WIZARD OF ODDS
Long shot Rob out to repeat history
BACK in February, Rob Cross was priced at a massive 125-1 to win the William Hill World Darts Championship
Turn back time to January 1990 and a man by the name of Phil Taylor was priced at 125-1 to win the BDO World Darts Championship. Tonight the pair will go head-to-head for the first time on the stage of the Alexandra Palace in a final, on the first day of 2018, which will remain one of the ® sports stories of the year. We all know what happened in 1990 – Taylor beat his mentor Eric Bristow 6-1 in the final.
And something else also happened in that year. Eight months after Taylor lifted the trophy, Cross was born, on September 21.
Taylor won on his world championship debut, so could history be about to repeat itself for the modern day 125-1 man?
Cross said: “I never expected this rise. I am just a normal working boy.”
Incredibly, not until November’s Grand Slam in Wolverhampton had Cross even met Taylor.
He said: “I got a photo with him. It sounds sad now, doesn’t it? He did say to me, ‘You and me in the final in the Worlds’.
Inspiration
“I have watched Phil since being a young boy of around 12, when I fell in love with the game. He is an inspiration.”
But Cross is not here by luck. He reached the quarter-final of the Grand Slam, he was runner-up in the European Championship and made the Players Championship semi-finals.
He has become the new star of world darts.
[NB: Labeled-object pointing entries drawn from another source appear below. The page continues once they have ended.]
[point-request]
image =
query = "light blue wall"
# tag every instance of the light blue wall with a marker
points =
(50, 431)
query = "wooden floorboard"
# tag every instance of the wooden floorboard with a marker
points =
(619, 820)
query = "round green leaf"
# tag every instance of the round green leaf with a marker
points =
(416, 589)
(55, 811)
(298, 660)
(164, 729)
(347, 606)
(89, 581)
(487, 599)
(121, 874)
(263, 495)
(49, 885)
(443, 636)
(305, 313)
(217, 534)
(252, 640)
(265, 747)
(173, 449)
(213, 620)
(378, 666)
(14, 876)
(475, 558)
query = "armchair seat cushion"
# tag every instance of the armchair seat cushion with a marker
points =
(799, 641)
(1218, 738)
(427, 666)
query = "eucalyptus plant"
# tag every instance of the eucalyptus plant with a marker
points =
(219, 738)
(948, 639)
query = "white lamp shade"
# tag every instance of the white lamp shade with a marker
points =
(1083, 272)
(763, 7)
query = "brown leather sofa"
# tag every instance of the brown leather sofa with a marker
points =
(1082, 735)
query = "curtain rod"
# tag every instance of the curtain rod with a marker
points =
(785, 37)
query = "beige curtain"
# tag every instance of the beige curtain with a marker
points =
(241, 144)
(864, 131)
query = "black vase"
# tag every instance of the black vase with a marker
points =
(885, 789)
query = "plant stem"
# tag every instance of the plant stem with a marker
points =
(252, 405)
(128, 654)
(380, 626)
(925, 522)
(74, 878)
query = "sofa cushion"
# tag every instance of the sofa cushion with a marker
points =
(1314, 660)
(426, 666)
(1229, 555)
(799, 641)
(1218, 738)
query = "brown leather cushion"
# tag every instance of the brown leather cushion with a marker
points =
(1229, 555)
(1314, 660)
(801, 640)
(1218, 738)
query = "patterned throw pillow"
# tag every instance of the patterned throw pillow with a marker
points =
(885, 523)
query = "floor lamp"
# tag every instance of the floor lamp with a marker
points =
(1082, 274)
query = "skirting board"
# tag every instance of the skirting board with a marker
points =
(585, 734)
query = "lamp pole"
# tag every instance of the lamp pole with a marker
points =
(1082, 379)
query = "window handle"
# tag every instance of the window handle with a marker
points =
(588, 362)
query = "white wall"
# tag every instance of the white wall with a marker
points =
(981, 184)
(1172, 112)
A former electrician, he joined the professional PDC tour on February 1.
Cross has progressed through the ranks so quickly that he started the championships at Ally Pally as world No.20 and his odds, days before the event, had dropped to 14-1.
And in the early hours of yesterday, with a dart soaring magnificently into double eight, Cross beat the defending champion and world No.1 Michael van Gerwen 6-5 in a sudden death shoot-out after an extraordinary semi-final.
“Friends locally put money on at 125-1 and one guy got 250-1,” said Cross “He is sitting on a pretty portion. Knowing him, he would have put on quite a bit. I believe in my own ability. I feel I can be better than what I am.
“I have always been able to throw darts but since having three kids and the responsibility, I know what it is like to graft for money. It changes you as a person. “Hopefully when I finish darts I can give my family a better life. I never play for money but the more you can bring in for them... I am not here for the fame.” It truly is the hottest ticket in sport, because as the The Power by Snap! booms out, it will be the last time as a professional that 16-time world champion Taylor, 57, will make his way to the stage.